Bank of Canada pause shouldn’t last long
The BoC kept rates on hold today, and gave very little guidance in light of elevated trade uncertainty. However, the bias remains on the dovish side, and we expect the negative growth impact from US tariffs will lead to two more rate cuts, in June and July. That can limit CAD gains, although the USD’s idiosyncratic weakness should put a cap on USD/CAD
A great focus on uncertainty by the BoC
The Bank of Canada has left its policy interest rate unchanged at 2.75% despite CPI coming in softer yesterday and anxiety over the economic impact from tariffs. The market had been pricing around a one-third chance of a 25bp cut while economists saw it closer to being a coin toss with 15 banks, including ourselves, favouring 'no change' and 14 expecting a 25bp cut. Our belief was that the tariff carve-out for USMCA compliant products mitigates to some extent in the near-term while the proximity to next week's election also probably played a role in the BoC choosing to keep some ammunition back.

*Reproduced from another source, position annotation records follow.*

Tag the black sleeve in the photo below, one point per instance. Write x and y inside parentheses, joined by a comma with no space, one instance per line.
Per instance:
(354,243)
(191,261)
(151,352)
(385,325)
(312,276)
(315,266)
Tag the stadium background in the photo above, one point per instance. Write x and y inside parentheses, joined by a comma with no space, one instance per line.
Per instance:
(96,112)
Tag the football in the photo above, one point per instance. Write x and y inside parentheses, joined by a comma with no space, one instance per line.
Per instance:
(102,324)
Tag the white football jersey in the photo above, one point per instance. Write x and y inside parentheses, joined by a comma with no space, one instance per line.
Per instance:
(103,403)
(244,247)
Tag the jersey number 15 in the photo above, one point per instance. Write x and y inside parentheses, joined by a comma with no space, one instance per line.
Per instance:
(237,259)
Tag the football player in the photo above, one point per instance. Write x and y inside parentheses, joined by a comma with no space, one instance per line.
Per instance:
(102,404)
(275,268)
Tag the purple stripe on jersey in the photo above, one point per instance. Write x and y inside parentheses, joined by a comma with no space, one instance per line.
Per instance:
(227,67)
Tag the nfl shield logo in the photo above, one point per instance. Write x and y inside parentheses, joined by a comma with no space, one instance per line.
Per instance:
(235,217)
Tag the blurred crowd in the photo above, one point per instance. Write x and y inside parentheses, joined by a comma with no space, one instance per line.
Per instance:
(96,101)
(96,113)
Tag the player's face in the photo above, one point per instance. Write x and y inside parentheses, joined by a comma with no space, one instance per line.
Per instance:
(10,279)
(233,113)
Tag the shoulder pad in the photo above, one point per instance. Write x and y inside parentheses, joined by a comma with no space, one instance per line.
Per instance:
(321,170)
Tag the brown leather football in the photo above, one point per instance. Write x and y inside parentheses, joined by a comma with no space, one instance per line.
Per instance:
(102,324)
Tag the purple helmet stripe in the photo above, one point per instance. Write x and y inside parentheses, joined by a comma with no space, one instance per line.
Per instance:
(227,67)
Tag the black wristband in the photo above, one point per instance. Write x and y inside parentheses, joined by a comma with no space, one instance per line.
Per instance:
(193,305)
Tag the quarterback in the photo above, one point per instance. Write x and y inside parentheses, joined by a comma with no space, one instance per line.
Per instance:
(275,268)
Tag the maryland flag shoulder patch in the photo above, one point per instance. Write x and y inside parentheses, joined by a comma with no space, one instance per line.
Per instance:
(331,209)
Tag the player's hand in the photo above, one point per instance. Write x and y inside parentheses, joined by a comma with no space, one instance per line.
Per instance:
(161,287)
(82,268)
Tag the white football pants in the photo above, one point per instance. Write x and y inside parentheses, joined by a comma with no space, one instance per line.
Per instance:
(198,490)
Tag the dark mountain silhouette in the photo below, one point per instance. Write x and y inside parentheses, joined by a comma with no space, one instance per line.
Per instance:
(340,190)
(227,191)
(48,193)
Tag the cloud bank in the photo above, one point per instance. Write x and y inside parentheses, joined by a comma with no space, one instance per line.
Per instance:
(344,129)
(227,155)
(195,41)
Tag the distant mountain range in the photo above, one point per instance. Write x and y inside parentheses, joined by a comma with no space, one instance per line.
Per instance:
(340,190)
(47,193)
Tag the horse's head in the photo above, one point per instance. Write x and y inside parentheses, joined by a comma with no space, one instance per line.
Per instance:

The accompanying press release states that tariffs have “increased uncertainty, diminished prospects for economic growth, and raised inflation expectations”. This makes it very challenging to come up with forecasts. They have a range of scenarios where on one extreme there is a limited tariff environment that temporarily weakens growth and inflation stays close to 2%. The other extreme of an all-out protracted trade war that leads to a deep recession with inflation rising above 3%.
No guidance, but we expect more cuts
There is no guidance from the BoC given such an uncertain period lies ahead. The BoC merely state that “our focus will be on ensuring that Canadians continue to have confidence in price stability through this period of global upheaval.” The BoC have already cut rates from 5.0% down to 2.75% with the BoC most recently cutting 25bp in January and March.
Further cuts are coming though as risks are skewed towards weaker growth while the removal of the carbon consumption tax will depress inflation over the coming year. This will help to mitigate the effects of higher imposed tariffs on American products and allow 25bp cuts at the next two BoC policy meetings in June and July.
CAD curve can steepen further
Market pricing for future BoC moves will follow very closely trade news in the coming weeks. Anyway, by the June meeting, data will have given some clarity about the tariff impact.
The OIS curve is pricing in roughly 16bp for June, and 50bp by the end of the year. If we are right with our view that the BoC will frontload easing in June and July, we expect to see some steepening in the CAD curve as front-end yields remain compressed while the long-end can remain affected by further underperformance in US Treasuries.
The net impact on CAD should be negative, although probably spread out over the next few months. We are not convinced the idiosyncratic pressure on USD is due to be unwound soon (more on our latest monthly FX report), so we still think USD/CAD will attract buyers around 1.40.